A case report indicates that tolerance may develop, but the indication was complicated by influence from the patient’s thyroid disease. Another case report tells of the opposite effect, with a person becoming so sensitive to the drug that a trivial dose put him into a coma for a week. Experts generally feel, however, that tolerance is a more typical development.

Ethchlorvynol withdrawal

The drug has a withdrawal syndrome that may not start until days after dosage suddenly stops. Withdrawal may include the dependence symptoms just noted, plus excitability, convulsions, delirium, hallucinations, nervousness, and loss of normal emotional reactions. Delirium tremens can also occur.

Clinical features of withdrawal begin from 3-15 days after cessation of use. Symptoms usually resolve in 3-8 days, but occasionally symptoms may persist longer. Case reports associate the development ethchlorvynol was approximately 6.5 mg/L and 8 mg/L, respectively.

Standard treatment involves temporary reinstatement of the drug followed by tapering off doses, but phenobarbital has enough cross-tolerance to substitute for this purpose. Typically such detoxification is delicate enough to require hospitalization.

Ethchlorvynol overdose

The clinical features of mild ethchlorvynol overdose are similar to sedative – hypnotic drug overdose with symptoms ranging from slurred speech, ataxia, and nystagmus to lethargy. In addition, a relative bradycardia and excessive salivation often occurs following ethchlorvynol overdose.

Symptoms of intoxication also include a mint – like taste, dry cough, and pungent odor on the breath. Severe ethchlorvynol intoxication produces a prolonged deep coma, hypothermia, respiratory depression, bullae, and hypotension.

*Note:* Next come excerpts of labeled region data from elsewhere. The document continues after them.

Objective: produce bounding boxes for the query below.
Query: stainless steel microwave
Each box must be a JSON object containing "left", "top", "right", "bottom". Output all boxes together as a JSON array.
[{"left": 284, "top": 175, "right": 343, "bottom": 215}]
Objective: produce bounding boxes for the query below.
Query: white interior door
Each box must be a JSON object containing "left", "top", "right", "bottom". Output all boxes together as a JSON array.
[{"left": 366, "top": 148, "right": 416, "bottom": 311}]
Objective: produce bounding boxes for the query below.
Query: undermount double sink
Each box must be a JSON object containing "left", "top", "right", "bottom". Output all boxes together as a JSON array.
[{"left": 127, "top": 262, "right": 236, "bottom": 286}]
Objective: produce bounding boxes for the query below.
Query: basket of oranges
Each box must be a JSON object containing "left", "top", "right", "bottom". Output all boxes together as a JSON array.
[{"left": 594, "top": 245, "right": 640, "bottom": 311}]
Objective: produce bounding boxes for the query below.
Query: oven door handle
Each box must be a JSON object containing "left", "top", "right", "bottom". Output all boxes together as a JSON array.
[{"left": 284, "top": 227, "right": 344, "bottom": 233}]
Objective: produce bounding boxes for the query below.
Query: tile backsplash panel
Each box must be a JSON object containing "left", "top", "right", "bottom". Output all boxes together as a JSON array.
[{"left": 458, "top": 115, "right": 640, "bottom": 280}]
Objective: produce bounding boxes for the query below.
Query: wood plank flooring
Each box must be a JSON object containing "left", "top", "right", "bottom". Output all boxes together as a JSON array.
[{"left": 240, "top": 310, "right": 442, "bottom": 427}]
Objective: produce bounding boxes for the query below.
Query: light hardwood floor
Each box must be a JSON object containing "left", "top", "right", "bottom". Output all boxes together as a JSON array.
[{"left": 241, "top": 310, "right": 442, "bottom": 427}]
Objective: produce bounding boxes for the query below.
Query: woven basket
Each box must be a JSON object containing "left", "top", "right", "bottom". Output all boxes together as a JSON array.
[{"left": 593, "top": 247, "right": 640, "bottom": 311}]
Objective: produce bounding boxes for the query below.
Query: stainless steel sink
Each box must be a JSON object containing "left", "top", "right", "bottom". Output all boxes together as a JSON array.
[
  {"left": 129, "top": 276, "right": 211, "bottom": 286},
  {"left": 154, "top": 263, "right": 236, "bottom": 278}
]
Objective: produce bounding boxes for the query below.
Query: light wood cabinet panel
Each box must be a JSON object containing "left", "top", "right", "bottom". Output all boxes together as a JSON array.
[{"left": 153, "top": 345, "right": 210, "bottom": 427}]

Serious complications of ethchlorvynol intoxication include aspiration pneumonia, respiratory arrest, and pulmonary edema.

Although pulmonary edema occurs more commonly after the injection of ethchlorvynol capsules, occasional case reports associated large ethchlorvynol overdose with the development of noncardiogenic pulmonary edema 24-48 hours after ingestion.

Prolonged coma during ethchlorvynol intoxication may cause an ischemia – induced peripheral neuropathy. The presence of a pink gastric aspirate with prolonged coma, hypotension, and a relative bradycardia suggests ethchlorvynol poisoning.

Ethchlorvynol overdose treatment

Stabilization

As for all sedative – hypnotic overdoses, stabilization requires careful evaluation of the level of consciousness and the adequacy of respirations. Seizures may occur during withdrawal from ethchlorvynol along with restlessness, agitation, and delirium. All patients with altered levels of consciousness should be evaluated rapidly for serum glucose concentrations and hypoxemia.

Gut decontamination

The administration of activated charcoal is appropriate for patients with ethchlorvynol overdose presenting < 1 hour after ingestion. However, most patients present to a health care facility > 1 hour after ethchlorvynol ingestion, and gut decontamination measures are not necessary as a result of the lack of clinical data to support the use of aggressive decontamination measures in these patients.

Theoretically, the administration of activated charcoal more than 1-2 hours after ingestion may decrease ethchlorvynol absorption in comatose patients with decreased gastrointestinal motility, but there are inadequate data to indicate that the administration of activated charcoal at this time improves clinical outcome. Gastric lavage in comatose patients is a therapeutic option, particularly with delayed gastric emptying.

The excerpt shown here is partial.